No, today isn’t my birthday. It came to pass without incident some days ago. However, starting the night before my birthday, and for the entire happy day, whenever my Google Chrome browser opened a new tab, I was greeted with cupcakes. Should my cursor hover over them, the Happy Birthday, Valentina! would remind me that my life as I know it is over.
Since last night Google in my Chrome browser looks like this:
Unless this is your birthday, yours might look the same, if you have similar setup. Or it may not. At first, I thought I was some sort of a glitch — nothing screamed Google or Art! to me. The logo looked, well, somewhat dull and colorless. Too subtle, perhaps, for my simple tastes with predilection to a palette of basic colors.
When clicked, Google behaves as though I typed Agnes Martin as a search argument, although I didn’t. Honestly, of everything I’d wish to learn about in this life, Agnes Martin would be far down the list.
I‘m guessing that Google — after a long time of ogling my browsing history, perhaps in search of something really ugly — found out I display unhealthy interest in art. And it rewards itself by showing me just how much it knows. Today, as I learned, is Agnes Martin’s birthday. Should Agnes be alive today, her Google logo would’ve been Happy Birthday Agnes! leaping out of chocolate cake.
Still, if Google really fine-tuned its logo to suit my taste, it should have reminded me of entirely different crowd of birthday boys and girls:
- Maximilian I of Habsburg, German Emperor/archduke of Austria (1459)
- Kaiser Wilhelm I, German emperor (1797)
- Hedwig Elizabeth Charlotte of Holstein-Gottorp, Queen of Sweden and Norway (1759)
On the other hand, I’m glad Google was off in its guessing game. How long, I wonder, it takes Google to develop and evolve into a tool you’d be really-really scared of, but unable to get rid of…
Well, for now I’m stuck with saying something — if anything — about Agnes Martin. Because — god knows — Google might get mad at me and won’t wish me Happy Birthday next March (I’m highly optimistic to remain among the living until then).
Last month, on February 12, Alec Clayton had written an article Agnes Martin’s artistic evolution. Agnes Martin: The New York-Taos Connection” at the Tacoma Art Museum. Funny that Mr. Clayton — without ever recording and data-mining my search engine results– could so closely express MY opinion. And I quote:
I am about to say something that many lovers of modern art will consider downright sacrilegious. Here it is: I do not care for Agnes Martin’s paintings. Never have. To me they are boring, and the new show at Tacoma Art Museum has done nothing to change my mind.

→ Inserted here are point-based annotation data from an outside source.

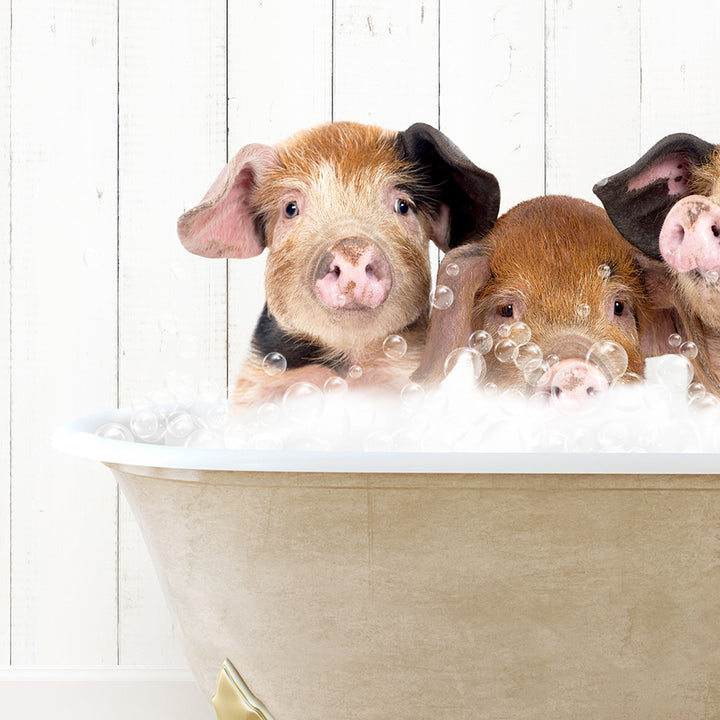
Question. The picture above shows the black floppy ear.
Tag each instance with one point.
(638, 198)
(471, 194)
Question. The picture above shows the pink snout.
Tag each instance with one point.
(690, 236)
(573, 382)
(353, 275)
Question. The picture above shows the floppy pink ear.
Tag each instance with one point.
(450, 328)
(223, 224)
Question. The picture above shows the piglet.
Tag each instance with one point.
(564, 303)
(346, 212)
(667, 204)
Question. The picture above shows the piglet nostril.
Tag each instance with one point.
(353, 274)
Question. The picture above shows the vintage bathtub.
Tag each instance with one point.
(423, 585)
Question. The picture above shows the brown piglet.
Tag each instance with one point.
(667, 204)
(568, 304)
(346, 212)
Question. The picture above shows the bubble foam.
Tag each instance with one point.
(664, 413)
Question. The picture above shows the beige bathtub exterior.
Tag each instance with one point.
(412, 596)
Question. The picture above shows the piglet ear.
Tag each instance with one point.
(223, 224)
(471, 195)
(638, 198)
(450, 327)
(665, 314)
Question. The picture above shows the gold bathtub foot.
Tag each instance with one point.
(233, 700)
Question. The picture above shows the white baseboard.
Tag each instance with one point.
(113, 693)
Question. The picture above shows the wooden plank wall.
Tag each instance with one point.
(115, 116)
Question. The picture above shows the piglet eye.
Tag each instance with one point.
(402, 207)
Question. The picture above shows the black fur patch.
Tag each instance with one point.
(270, 337)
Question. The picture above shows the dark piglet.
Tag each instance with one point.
(667, 204)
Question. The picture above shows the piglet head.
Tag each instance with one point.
(668, 205)
(346, 212)
(559, 297)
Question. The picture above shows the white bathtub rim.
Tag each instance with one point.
(77, 437)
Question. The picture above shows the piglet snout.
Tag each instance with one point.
(573, 381)
(690, 236)
(353, 274)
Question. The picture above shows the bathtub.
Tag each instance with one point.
(343, 586)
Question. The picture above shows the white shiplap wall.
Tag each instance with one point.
(115, 116)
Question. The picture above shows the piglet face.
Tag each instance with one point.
(668, 205)
(347, 241)
(560, 269)
(560, 292)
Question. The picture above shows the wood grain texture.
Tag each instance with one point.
(680, 91)
(279, 81)
(548, 96)
(5, 329)
(592, 81)
(492, 90)
(64, 295)
(172, 304)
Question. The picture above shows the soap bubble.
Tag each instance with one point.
(506, 350)
(146, 425)
(237, 436)
(582, 310)
(442, 298)
(394, 347)
(303, 401)
(519, 333)
(689, 350)
(412, 395)
(609, 357)
(481, 340)
(115, 431)
(536, 374)
(627, 378)
(528, 353)
(467, 360)
(674, 372)
(180, 425)
(335, 386)
(452, 269)
(695, 389)
(274, 363)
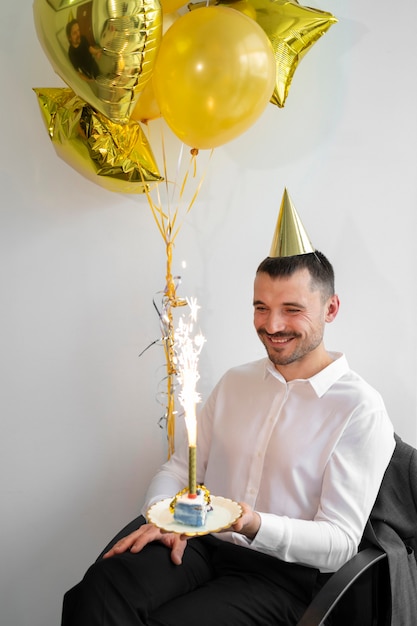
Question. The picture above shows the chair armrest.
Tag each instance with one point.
(331, 592)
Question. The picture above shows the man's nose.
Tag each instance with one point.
(275, 322)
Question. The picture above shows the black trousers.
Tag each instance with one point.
(217, 583)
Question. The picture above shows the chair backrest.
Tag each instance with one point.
(392, 527)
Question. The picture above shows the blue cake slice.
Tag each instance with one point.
(191, 510)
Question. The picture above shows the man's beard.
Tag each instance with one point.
(280, 356)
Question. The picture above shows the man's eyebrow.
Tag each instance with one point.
(297, 305)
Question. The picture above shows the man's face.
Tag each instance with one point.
(289, 318)
(75, 36)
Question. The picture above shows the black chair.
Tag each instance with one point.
(356, 595)
(378, 586)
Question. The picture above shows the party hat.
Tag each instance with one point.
(290, 237)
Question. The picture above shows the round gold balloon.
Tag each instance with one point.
(117, 157)
(103, 49)
(214, 76)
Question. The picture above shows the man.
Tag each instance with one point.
(300, 440)
(82, 56)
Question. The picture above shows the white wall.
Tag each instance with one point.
(80, 266)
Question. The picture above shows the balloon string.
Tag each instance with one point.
(169, 224)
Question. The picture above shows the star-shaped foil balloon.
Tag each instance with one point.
(291, 28)
(117, 157)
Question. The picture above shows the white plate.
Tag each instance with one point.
(225, 512)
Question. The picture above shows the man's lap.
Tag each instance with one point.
(217, 582)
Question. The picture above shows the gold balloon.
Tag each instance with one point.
(104, 50)
(214, 76)
(146, 108)
(292, 30)
(115, 156)
(168, 6)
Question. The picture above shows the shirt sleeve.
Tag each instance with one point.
(350, 486)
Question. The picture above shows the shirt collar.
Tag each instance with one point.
(323, 380)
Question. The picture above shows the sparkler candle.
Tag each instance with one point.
(187, 349)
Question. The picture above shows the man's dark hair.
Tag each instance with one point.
(320, 268)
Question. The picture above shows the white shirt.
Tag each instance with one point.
(307, 455)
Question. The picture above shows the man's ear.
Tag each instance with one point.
(333, 305)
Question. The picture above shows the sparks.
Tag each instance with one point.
(188, 347)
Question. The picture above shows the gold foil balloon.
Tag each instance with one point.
(168, 6)
(214, 75)
(146, 108)
(103, 49)
(292, 30)
(115, 156)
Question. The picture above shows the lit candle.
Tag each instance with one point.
(187, 350)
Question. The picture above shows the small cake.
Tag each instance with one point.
(191, 509)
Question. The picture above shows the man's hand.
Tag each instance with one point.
(248, 523)
(147, 533)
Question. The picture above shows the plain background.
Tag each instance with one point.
(80, 266)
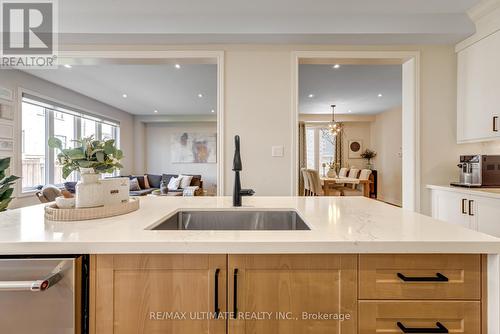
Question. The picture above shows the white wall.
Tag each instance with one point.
(14, 79)
(158, 152)
(258, 107)
(356, 131)
(386, 134)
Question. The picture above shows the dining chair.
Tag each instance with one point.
(353, 173)
(343, 172)
(307, 187)
(364, 175)
(315, 182)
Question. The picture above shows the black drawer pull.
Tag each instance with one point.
(235, 293)
(216, 293)
(438, 278)
(440, 329)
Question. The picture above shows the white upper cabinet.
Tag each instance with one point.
(478, 91)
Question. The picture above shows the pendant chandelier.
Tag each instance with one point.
(334, 127)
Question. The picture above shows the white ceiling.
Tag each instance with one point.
(163, 87)
(277, 21)
(350, 87)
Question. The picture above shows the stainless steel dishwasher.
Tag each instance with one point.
(44, 294)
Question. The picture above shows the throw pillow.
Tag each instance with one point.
(185, 181)
(173, 184)
(134, 184)
(146, 182)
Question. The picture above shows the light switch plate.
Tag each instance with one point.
(277, 151)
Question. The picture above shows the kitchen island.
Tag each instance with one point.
(363, 267)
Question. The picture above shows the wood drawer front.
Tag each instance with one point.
(459, 317)
(378, 276)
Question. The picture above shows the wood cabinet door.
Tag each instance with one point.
(292, 294)
(153, 294)
(420, 276)
(460, 317)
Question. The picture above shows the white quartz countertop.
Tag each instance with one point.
(338, 225)
(484, 192)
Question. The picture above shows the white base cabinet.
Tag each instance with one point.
(479, 213)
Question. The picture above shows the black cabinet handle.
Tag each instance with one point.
(235, 293)
(471, 213)
(438, 278)
(216, 293)
(463, 206)
(439, 329)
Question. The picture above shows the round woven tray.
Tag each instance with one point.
(52, 212)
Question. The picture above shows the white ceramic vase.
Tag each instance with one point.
(89, 190)
(116, 190)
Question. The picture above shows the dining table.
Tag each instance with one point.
(330, 184)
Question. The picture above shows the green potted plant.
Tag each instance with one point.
(6, 183)
(368, 155)
(89, 157)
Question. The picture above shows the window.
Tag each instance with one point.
(42, 119)
(320, 147)
(33, 146)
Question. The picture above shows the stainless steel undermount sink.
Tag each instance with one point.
(231, 220)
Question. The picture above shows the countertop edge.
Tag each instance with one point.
(348, 247)
(463, 190)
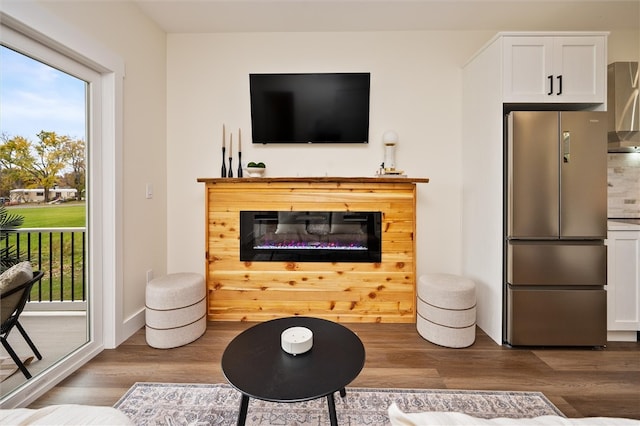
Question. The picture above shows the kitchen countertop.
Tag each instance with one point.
(623, 224)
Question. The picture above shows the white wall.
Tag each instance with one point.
(415, 90)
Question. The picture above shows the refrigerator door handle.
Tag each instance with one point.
(566, 146)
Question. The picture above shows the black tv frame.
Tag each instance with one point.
(310, 107)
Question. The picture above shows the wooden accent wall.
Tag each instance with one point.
(338, 291)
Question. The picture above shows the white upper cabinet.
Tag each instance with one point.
(554, 69)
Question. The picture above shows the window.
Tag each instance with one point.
(33, 31)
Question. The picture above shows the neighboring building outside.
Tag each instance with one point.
(20, 196)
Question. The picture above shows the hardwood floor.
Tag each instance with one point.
(580, 382)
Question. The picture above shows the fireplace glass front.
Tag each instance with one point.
(310, 236)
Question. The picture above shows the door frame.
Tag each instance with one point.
(104, 212)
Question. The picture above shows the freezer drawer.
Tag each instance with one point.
(556, 263)
(556, 317)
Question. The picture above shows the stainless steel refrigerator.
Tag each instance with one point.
(555, 223)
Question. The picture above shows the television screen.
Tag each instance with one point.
(310, 108)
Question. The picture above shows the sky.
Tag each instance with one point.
(36, 97)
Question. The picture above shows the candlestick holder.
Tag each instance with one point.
(223, 171)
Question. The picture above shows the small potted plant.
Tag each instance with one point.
(256, 169)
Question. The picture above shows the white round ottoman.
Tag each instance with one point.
(447, 310)
(175, 310)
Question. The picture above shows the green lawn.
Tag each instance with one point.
(52, 251)
(54, 216)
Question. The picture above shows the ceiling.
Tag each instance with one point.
(209, 16)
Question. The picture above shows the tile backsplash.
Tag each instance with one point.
(623, 177)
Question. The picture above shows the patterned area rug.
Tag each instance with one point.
(198, 404)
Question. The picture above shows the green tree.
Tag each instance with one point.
(12, 151)
(76, 154)
(37, 165)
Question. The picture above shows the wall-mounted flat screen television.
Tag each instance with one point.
(310, 108)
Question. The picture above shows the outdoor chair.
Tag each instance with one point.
(13, 300)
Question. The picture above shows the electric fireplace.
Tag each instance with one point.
(310, 236)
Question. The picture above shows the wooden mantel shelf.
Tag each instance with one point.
(339, 291)
(320, 179)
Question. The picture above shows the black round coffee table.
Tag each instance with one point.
(255, 364)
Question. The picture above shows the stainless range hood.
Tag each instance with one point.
(624, 108)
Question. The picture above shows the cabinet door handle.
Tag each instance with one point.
(560, 85)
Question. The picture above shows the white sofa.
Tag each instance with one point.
(65, 414)
(399, 418)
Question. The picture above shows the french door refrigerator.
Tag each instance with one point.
(556, 223)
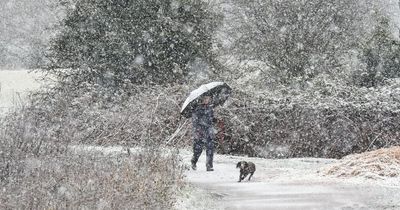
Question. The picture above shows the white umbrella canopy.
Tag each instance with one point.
(219, 91)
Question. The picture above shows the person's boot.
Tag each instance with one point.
(209, 167)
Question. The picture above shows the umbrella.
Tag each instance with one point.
(219, 91)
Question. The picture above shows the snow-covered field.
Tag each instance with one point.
(277, 184)
(14, 86)
(297, 183)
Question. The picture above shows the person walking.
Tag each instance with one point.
(203, 132)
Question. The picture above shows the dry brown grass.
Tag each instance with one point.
(375, 164)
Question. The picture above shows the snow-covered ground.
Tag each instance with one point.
(284, 184)
(14, 86)
(297, 183)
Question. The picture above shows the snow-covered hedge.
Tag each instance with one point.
(320, 120)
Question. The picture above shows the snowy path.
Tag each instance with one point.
(286, 184)
(277, 184)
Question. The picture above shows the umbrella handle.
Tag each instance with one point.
(177, 131)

We have enough gray in the Pacific Northwest already.
That’s a statement of personal taste, not a reasoned critique; nevertheless, I can hear regular readers of this column readying their torches and pitchforks.
I know that Martin is a major figure in late 20th century art, I can appreciate her accomplishments, but her paintings do nothing for me.
Known for her sparse, reductive, grid paintings in subtle grays and white, Martin’s paintings are subtly and seductively expressive, combining elements of abstract expressionism, color field painting and hardedge abstraction into a personal vision. Here’s a quote from a show announcement (author unattributed): ” … her spare, reductive works in vaporous hues distinguish her as one of the key innovators in American abstraction.”
…Going from these early works to her later grid paintings, beginning in the early 1960s, was a major breakthrough, which established her as her own person with a unique vision.
Happy Birthday, Alice Martin! Google loves you. Or is it me Google loves?